Un Lac (Philippe Grandrieux, 2008): France

Reviewed by Guy Dolev. Viewed at the Mann Chinese Theater 6, AFI Film Festival 2009, Hollywood, California.

Un LacAfter more than five years, avant-garde French filmmaker, Philippe Grandrieux, enters the film festival 2009 circuit with his latest work, Un Lac (A Lake), a dizzying, visual poem photographed by the director himself in the Swiss Alps. Using no more than six characters and straying far from the established notions of cinematography and narrative in film, the piece feels like something between an experimental video-art installation and one of Ingmar Bergman’s bleak feature films, though the work itself has perhaps no conceivable outside influence. Truly, the film saw many of the theater’s patrons walk-out as it offers nothing for the average “moviegoer” audience, yet those with wrinkled foreheads and raised eyebrows were likely left the house with shards of the film’s understated agony in their cinematic skin.

The film examines -without using more than maybe 20 lines of dialogue- a family living in the desolation of the frozen winter of the Alps, in which an epileptic brother who works as a logger and his sister who are both coming of age act upon their desire to embrace each other; however, this clearly can’t last and when another young man comes to the eternal cold in search of work, the union between the siblings will be changed forever.

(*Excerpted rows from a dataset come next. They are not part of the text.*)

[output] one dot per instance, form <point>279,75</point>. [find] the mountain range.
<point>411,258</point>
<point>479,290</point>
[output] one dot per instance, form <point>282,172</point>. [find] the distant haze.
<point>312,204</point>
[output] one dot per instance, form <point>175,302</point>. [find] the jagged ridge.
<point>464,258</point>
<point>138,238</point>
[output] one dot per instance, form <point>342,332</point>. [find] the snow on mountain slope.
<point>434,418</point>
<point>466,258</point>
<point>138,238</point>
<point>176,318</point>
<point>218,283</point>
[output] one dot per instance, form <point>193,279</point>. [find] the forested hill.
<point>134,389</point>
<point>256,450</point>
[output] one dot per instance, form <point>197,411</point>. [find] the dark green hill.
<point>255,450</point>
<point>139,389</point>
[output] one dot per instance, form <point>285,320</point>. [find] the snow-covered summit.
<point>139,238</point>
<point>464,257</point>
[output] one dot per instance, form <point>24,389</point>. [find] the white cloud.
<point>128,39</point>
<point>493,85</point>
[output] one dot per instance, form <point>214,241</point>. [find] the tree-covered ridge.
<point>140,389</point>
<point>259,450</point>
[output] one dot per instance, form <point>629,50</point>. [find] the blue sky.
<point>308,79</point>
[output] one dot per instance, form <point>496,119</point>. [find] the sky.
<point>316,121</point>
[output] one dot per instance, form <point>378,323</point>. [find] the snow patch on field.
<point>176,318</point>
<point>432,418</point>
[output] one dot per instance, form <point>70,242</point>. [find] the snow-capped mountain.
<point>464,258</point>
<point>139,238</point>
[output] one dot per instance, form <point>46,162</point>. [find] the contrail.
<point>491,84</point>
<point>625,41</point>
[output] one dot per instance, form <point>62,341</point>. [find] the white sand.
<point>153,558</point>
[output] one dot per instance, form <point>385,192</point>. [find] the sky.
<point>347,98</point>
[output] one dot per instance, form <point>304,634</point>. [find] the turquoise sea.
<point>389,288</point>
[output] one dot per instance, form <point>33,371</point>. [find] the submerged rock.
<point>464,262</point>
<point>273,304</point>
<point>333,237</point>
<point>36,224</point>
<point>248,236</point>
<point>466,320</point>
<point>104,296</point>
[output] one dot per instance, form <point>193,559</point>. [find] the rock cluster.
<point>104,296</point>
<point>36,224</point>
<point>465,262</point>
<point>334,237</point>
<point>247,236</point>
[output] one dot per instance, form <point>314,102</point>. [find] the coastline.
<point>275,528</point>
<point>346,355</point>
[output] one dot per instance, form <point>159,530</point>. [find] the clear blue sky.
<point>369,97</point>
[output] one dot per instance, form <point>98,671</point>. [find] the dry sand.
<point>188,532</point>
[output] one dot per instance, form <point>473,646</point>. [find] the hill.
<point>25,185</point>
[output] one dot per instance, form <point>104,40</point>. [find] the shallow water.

We see the nature of a family disrupted as a direct result of the newcomer, as if the director is suggesting that the isolation this family has isn’t a curse set upon their lot, but a sort of blessing.

Silence and intensity pervade the white mountains and black, scintillating lake, shot in color, yet naturally very black and white, giving the sense of bitter cold and stark desperation. Focusing his hand-held, shaking camera on the faces of his leading actors (Dmitry Kubasov as Alexi and Natalie Rehorova as his sister Hege, as well as a few other Russian actors and actresses), the cinematography itself seems to accentuate and imitate Alexi’s epileptic fits. At other times, such as the startling dinner “scene” in which the table is never properly framed by the camera, we see instances of different characters’ faces in close-up, which lends paranoid feelings of uncertainty as to who else might be at the table, since we only see individual faces; significantly, we aren’t brought closer to the characters we are familiar with, though we get a better understanding of their psychological makeup.

While the film is obviously much different from the average “movie,” Un Lac, though it might not be at all enjoyable for most audiences, holds a power to it that ordinary film over the years has unintentionally desensitized audiences to. Undoubtedly, the photography is unique and beautiful, as is the minimal storyline and the unconventionally organized structure in which it’s told. The viewer will leave the cinema -hopefully not before the film has ended- feeling that something in the film has left them without closure or perhaps even disturbed by the loneliness of the family and the bleak, but certainly very beautiful depiction of life existing in places where life is rarely found. In any case, the film is extremely significant for its contribution to cinema in its response to the age-old question: what is it?